A Darcy Christmas was supposed to be the fun book in my collection of books. I was looking forward to having a romantic book involving my second favorite holiday. Unfortunately for me, the stories from Amanda Grange, Sharon Lathan, and Carolyn Eberhart left me wondering if I am even a Darcy fan at all and what the fuss is about.
I will admit my holiday spirit is a bit lacking this year. And this book didn’t help things, especially the story “Mr. Darcy’s Christmas Carol.” We all know a Christmas Carol by Charles Dickens. Heck we have all seen how the majority of the TV shows will use the Christmas Carol as the framework. So starting off A Darcy Christmas with the most stereotypical form of a Christmas Carol was the akin of starting off a concert on off key and out of sync. Please for the love of god, use a little bit of creativity and show some diversity in the tale. I literally ended up the story going “yuck”.
Then I read “Christmas Present,” I hoped for better but didn’t really think it would happen. It was still a typical read just like the story before. A birth of a baby and tying the love together even stronger then ever. It added nothing to the lexicon or used any imagination.
Then the last bit of the book was probably the best book. “A Darcy Christmas” actually used some imagination. It was still pretty typical read and in most bits of the story, you knew how it was going to end. Each chapter showed a different Christmas.
My biggest problem with A Darcy Christmas was the absolute lack of creativity in the whole book. I read fiction in order to get away from the world and to see something new. I don’t like it when I read a book and I know how it will go moments into a story. In a way the book highlights my reason I’m struggling to get into the Christmas spirit: it’s too much of the same old thing and lack of effort.
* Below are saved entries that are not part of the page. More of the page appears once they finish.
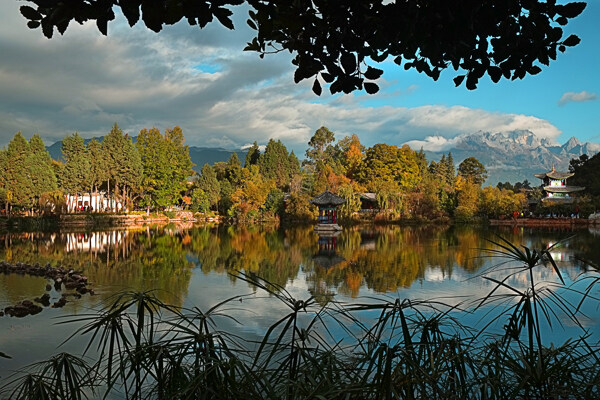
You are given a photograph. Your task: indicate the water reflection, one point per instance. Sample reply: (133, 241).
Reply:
(360, 259)
(189, 266)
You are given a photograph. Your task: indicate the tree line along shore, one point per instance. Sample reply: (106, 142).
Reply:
(154, 175)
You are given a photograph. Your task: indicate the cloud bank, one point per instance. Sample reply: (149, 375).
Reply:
(576, 97)
(202, 81)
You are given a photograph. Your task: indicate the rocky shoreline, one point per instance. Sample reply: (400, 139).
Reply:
(73, 282)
Then the next problem in this book was the lack of continuity. There were several elements of where the stories completely overlap: characters, ideas and etc. But they don’t agree on stuff. Lizzy and Darcy have children but they never named the same. Nor are the character traits carrying over fully. Those of the little things that could have unified the book. Plus in many ways, I never even was able to connect to the prior age: since little details made me rethink if they were around when Jane Austen was writing.
In the end, A Darcy Christmas was a disappointing read and poor tribute to Jane Austin and to one of her most beloved characters. I wanted some imagination. I wanted to see something new in a Christmas story to feel the tug of a magical tale with a familiar character. But I didn’t get that. So when Miriam returns Wolfsbane and Mistletoe I might reread that to get into the holiday mood.